Motivational speaker Jim Rohn said, “You’re the average of the five people you spend the most time with.” Thanks to my reflections on the pandemic, those slots are now fully occupied by my rescue dogs.
Half-joking aside, I’ve become more cautious about the people I want to spend time with and more importantly, travel with. Traveling is no longer as easy as it used to be, so if I’m going to spend all that money on travel requirements, I’m not going to give my travel buddy slot to just anyone. Otherwise, I’d rather travel alone.
Do you know which businesses were struck first and hardest by the pandemic’s economic crisis? The small local businesses. That coffee shop run by two best friends. That small food kiosk at the mall where people stopped going because of lockdown. The mom-and-pop grocery at the corner. The little family-owned restaurant that couldn’t pay its employees for a year.
The FMCGs, enterprises, and conglomerates are going to be fine. The advocacy of #SuportLocal has been around way before the pandemic, but we need to support local now more than ever. When you purchase local, it will keep low- to middle-income families afloat and help SMEs sustain their employees.
7. Look at your neighborhood with tourist goggles.

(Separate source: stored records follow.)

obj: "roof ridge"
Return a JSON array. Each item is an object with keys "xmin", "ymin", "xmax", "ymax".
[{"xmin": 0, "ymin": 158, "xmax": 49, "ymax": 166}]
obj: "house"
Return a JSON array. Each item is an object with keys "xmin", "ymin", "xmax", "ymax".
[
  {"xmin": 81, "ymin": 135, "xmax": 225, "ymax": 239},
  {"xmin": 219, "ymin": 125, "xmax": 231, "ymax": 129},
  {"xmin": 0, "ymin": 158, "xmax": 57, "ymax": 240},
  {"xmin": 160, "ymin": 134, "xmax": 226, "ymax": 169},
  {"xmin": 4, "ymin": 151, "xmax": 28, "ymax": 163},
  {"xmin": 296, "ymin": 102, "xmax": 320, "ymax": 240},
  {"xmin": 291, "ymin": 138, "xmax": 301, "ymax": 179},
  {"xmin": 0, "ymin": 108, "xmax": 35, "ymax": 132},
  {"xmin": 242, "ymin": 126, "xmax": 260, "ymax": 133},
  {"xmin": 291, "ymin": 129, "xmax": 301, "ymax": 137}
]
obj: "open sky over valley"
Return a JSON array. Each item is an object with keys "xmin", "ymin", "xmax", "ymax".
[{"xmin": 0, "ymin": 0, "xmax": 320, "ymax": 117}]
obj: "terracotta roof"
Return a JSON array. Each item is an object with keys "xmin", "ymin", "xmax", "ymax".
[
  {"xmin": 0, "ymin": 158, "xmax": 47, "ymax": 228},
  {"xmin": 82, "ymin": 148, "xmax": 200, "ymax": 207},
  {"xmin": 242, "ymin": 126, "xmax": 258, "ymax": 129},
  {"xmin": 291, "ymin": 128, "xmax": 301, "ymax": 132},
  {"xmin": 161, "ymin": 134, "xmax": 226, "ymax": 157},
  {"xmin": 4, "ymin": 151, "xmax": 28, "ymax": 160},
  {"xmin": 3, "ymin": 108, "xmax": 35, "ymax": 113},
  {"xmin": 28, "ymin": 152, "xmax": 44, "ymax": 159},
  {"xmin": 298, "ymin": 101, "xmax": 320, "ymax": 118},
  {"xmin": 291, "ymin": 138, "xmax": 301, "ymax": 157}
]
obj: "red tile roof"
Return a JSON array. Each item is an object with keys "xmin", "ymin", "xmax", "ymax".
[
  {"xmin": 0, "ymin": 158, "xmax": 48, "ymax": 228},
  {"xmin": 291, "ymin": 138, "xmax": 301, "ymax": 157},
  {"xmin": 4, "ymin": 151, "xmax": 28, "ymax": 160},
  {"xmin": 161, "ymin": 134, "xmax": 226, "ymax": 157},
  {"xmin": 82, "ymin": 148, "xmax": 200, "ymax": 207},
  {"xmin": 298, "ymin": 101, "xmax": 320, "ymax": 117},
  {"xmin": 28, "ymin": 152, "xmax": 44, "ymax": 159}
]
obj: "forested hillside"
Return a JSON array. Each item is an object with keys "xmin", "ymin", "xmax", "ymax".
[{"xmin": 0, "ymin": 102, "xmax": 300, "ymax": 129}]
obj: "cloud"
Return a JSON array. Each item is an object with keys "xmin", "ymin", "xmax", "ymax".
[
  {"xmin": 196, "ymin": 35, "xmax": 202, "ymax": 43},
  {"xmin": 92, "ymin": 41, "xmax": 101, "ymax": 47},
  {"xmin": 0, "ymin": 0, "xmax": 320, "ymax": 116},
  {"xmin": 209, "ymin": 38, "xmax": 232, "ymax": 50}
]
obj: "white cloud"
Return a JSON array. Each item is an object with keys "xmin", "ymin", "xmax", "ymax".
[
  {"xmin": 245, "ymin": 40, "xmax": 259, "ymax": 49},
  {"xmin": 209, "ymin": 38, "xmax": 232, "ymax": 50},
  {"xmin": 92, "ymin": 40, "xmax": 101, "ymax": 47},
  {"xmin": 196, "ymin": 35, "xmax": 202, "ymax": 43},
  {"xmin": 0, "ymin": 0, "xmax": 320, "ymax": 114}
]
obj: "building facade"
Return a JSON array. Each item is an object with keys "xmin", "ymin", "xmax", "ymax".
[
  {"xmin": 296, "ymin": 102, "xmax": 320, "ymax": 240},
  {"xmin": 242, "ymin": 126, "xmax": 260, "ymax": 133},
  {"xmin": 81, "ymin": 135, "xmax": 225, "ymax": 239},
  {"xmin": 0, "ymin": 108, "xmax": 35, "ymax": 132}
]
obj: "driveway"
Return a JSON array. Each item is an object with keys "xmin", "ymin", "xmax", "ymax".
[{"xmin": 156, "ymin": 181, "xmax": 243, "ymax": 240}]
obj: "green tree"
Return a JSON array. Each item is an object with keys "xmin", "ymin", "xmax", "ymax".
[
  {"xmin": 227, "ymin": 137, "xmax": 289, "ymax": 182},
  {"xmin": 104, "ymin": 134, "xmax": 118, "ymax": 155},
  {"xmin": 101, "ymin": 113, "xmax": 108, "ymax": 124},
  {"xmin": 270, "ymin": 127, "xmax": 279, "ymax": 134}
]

Do you remember traveling to a new city or country and ogling at things that you already have in your hometown? I remember taking photos of gypsies and street performers abroad, and then realized we have our own version here in the Philippines. But being abroad in travel mode made me look at them with rose-colored glasses.
Or how about tourists who flock to your side of the country? Did you ever watch them look amazed at things you find so mundane? I remember a foreigner who was so amused that we drink our soda from a plastic bag by the sari-sari store. He was so excited to take a photo of himself doing the same thing.
I took a travel writing course in 2014 and one of the biggest lessons they taught me is: Start with your own neighborhood. Practice travel writing and photography by looking at your neighborhood as if you’re traveling there for the first time.
If the Philippines’ ever-changing pandemic rules are making you feel stuck, try looking at your neighborhood with tourist goggles. You’d be surprised to spot new details and stories you never noticed before.